ART | SPECTACLE

Du Futur faisons table rase

05 Déc - 06 Déc 2014
Vernissage le 05 Déc 2014

Résident de la Villa Médicis, le plasticien Théo Mercier prévient dans cette fresque délurée contre toute forme de nostalgie a priori. Dans ce spectacle total, qui mêle chant, danse, musique, comédie et arts plastiques, les temporalités s’inversent et la farce burlesque offre une réinterprétation des récits que l’on croit à tort inscrits dans le marbre.

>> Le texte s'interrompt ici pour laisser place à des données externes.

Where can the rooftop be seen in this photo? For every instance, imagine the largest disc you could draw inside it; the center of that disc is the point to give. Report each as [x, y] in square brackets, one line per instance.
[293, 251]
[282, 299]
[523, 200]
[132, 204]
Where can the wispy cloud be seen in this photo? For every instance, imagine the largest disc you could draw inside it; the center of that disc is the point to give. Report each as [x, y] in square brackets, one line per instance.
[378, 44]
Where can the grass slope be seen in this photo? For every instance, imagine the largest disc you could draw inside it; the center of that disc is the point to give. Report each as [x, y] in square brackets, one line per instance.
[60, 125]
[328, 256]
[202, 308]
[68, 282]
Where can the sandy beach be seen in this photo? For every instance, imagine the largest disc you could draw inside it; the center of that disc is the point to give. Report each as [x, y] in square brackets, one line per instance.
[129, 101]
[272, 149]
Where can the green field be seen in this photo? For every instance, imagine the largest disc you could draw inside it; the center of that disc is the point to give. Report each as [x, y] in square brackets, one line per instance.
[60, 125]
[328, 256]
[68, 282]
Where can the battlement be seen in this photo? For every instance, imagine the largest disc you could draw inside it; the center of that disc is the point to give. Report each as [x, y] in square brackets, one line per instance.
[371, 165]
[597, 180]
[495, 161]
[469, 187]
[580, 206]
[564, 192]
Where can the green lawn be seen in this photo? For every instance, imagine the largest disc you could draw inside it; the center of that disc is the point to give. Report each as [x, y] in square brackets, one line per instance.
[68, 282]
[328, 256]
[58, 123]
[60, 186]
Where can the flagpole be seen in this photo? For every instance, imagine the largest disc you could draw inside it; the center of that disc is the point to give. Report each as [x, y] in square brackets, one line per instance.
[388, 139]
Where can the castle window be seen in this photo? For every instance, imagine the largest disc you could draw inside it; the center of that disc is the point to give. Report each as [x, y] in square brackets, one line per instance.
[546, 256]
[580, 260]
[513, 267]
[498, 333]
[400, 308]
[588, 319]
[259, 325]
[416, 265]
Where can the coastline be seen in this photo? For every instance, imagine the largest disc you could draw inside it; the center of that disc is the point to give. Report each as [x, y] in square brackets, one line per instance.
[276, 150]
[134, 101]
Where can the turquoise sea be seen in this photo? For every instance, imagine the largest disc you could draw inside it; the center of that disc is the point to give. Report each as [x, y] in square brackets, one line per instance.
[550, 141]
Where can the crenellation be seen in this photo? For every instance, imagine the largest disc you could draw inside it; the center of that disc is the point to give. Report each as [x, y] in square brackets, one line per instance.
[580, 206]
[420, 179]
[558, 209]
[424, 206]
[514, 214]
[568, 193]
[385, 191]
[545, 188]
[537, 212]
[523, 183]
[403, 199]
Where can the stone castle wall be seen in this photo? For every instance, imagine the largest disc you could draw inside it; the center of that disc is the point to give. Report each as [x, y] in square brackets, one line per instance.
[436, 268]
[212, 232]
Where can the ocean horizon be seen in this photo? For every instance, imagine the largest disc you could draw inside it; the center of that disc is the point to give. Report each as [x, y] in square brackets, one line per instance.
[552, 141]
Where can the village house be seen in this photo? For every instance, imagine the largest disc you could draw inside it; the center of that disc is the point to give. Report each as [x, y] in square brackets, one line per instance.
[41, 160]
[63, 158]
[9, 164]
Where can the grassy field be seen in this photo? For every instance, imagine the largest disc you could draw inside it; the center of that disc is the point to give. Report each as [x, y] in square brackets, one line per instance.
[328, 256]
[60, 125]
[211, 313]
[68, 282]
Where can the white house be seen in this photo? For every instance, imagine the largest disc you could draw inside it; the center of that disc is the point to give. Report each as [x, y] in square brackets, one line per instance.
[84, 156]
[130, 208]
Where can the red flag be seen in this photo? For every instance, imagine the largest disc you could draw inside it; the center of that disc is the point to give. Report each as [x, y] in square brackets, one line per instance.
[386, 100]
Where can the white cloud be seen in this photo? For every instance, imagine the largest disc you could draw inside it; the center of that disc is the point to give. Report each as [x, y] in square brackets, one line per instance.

Théo Mercier, Sexy Sushy, François Chaignaud, Pauline Jambet, Marlène Saldana, Jonathan Drillet
Du Futur faisons table rase

Ce soir l’avenir est à vendre. Pourtant quoi de plus imparfait que le présent? Le passé peut-être, avec ses oripeaux poussiéreux. Effets sonores et optiques, rythme heurté, jeux d’ombres et d’éclairages, apparitions, déclamation, tout se joue sur scènes. Le pluriel est important. Podium, tribune, tréteaux de théâtre, plateau de festival, piédestal: c’est là que le temps se matérialise, à la vitesse de la lumière. Il y a un sens de lecture, qu’il faut essayer de suivre. Chronologique absurde.
Puis: soudain, la musique occupe tout l’espace, noyant le public dans un déluge éclatant de sons. Ici et maintenant il assiste au spectacle d’un concert qui semble avoir déjà commencé. Pris dans l’éclair aveuglant de l’instant, déconnecté de tout autre réalité que celle de cette énergie ultra violente qui se donne à voir et à entendre. Les barrières Vauban sont-elles là pour protéger le groupe en train de jouer ou les spectateurs? Qui est vraiment en danger? C’est du live.

Où se réfugier sinon, dans l’éternité… Depuis qu’il est en résidence à Rome, à la Villa Médicis, Théo Mercier connaît l’angoisse de vivre entouré de vieilles pierres. Il la manifeste en peignant à la main des slogans de protestation sur d’immenses banderoles de coton. «Hier ne meurt jamais»; «Le bon vieux temps»; «Je ne regrette rien»…: ces banderoles servent de décor à cette tragique comédie musicale dans laquelle l’artiste a embarqué performeurs, acteurs, danseurs, chanteuse… tous ralliés à son impératif implacable: «Du futur faisons table rase». Ou pour le dire autrement, ne soyons pas nostalgiques de demain.

Se composant comme une frise historique farcesque, qu’on lirait de gauche à droite, Du Futur faisons table rase est un grand détournement de l’Histoire, qui n’hésite pas à jouer d’anachronismes, de calembours historiques, de sauts de puces dans le passé et de grands bonds dans le futur, pour être brutalement interrompu par la salve électronique d’un concert. Au cours de cette soirée, tout peut être vestige ou prémonition, relever du néoclassicisme ou de l’avant-garde, tant le grand bouillon que nous proposent Théo Mercier et ses invités recycle codes et genres avec malice. De podium en piédestal, le spectacle cite, parodie, assemble, dans des mixages irrévérencieux où le pastiche est peut-être plus sérieux que l’original. Iconoclaste variation autour de notre rapport au temps, la soirée entend faire table rase, peut-être pour réaffirmer avec humour notre ancrage dans le présent.